Par Jean Lacouture.
Né à Paris, en 1920, dans un milieu où il faut, sauf à déchoir, faire ses preuves, tôt et avec éclat, Claude Cheysson sut ne pas décevoir les attentes : grandes écoles, grands concours, il conquit les titres qui donnent accès au pouvoir avant de manifester son courage et sa lucidité au sein de la 2e DB du général Leclerc.
Promis au service de l’État, il opte pour la diplomatie ce qui le mène en Indochine, puis à la conférence de Genève qui mit fin à la guerre. C’est là qu’il devint l’un des lieutenants de Pierre Mendès-France, préparant avec lui l’indépendance du Vietnam qui libéra la France du fardeau indochinois.
S’agissant de l’Algérie, son intervention fut moins directe. Mais c’est à son initiative qu’en 1957 un groupe de hauts fonctionnaires fit paraître un manifeste en faveur de la négociation, ouvrant la voie à l’émancipation par étapes des « départements » du sud de la Méditerranée.

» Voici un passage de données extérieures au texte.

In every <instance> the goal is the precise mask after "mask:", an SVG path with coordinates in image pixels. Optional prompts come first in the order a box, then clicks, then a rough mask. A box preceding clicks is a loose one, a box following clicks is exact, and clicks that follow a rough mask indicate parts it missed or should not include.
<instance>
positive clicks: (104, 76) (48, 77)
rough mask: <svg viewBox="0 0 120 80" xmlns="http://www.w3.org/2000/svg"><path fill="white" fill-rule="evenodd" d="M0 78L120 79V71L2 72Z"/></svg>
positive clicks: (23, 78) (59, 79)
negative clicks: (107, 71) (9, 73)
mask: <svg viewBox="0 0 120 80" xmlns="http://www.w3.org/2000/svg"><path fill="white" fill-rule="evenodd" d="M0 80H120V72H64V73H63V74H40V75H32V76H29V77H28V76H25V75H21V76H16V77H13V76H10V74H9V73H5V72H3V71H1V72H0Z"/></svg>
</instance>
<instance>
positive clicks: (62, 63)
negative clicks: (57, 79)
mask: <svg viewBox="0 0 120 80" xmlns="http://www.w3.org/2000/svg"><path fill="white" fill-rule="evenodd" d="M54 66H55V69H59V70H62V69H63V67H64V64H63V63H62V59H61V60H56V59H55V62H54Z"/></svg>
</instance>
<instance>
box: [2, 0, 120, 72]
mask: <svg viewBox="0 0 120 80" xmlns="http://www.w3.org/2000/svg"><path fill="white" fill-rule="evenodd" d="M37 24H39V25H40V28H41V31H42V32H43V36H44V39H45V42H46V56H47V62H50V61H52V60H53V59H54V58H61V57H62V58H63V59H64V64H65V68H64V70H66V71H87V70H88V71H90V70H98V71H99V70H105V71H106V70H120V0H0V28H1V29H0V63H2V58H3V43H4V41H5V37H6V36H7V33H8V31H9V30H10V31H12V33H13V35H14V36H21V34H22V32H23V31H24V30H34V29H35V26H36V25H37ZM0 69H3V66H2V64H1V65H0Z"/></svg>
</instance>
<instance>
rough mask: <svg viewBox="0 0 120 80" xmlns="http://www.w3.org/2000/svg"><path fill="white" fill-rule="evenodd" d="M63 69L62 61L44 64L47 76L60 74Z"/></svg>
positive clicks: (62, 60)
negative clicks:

Justement promu par François Mitterrand chef de la diplomatie française, avec le titre de « ministre des Relations extérieures » qu’il avait judicieusement substitué à « Affaires étrangères », il contribua, en bon accord avec ses collègues européens et américains à dynamiser la politique occidentale et à équilibrer les rapports entre l’Est et l’Ouest.
On lui a reproché d’avoir répondu à un journaliste qui l’interrogeait sur la brutalité soviétique vis-à-vis de la Pologne qu’il ne voyait « rien à faire », ce qui n’était que la vérité…
Claude Cheysson, « animal d’action », sut faire de sa retraite le prolongement dynamique de sa carrière : conférences, voyages, entretiens, lui donnèrent l’occasion de manifester sa lucidité et sa culture. J’eus la chance, pour ma part, de pouvoir confronter avec les siennes, toujours avec franchise, mes convictions souvent plus vacillantes. Nous nous rencontrions régulièrement dans un des cafés ou restaurants de Montparnasse. Mieux encore, j’avais très souvent accès à sa belle bibliothèque, particulièrement riche en ouvrages sur l’action des Jésuites en Chine. Et je crois bien que c’est lui qui m’a convaincu d’écrire l’histoire de la Compagnie de Jésus.
Oui, Claude était vraiment un homme universel.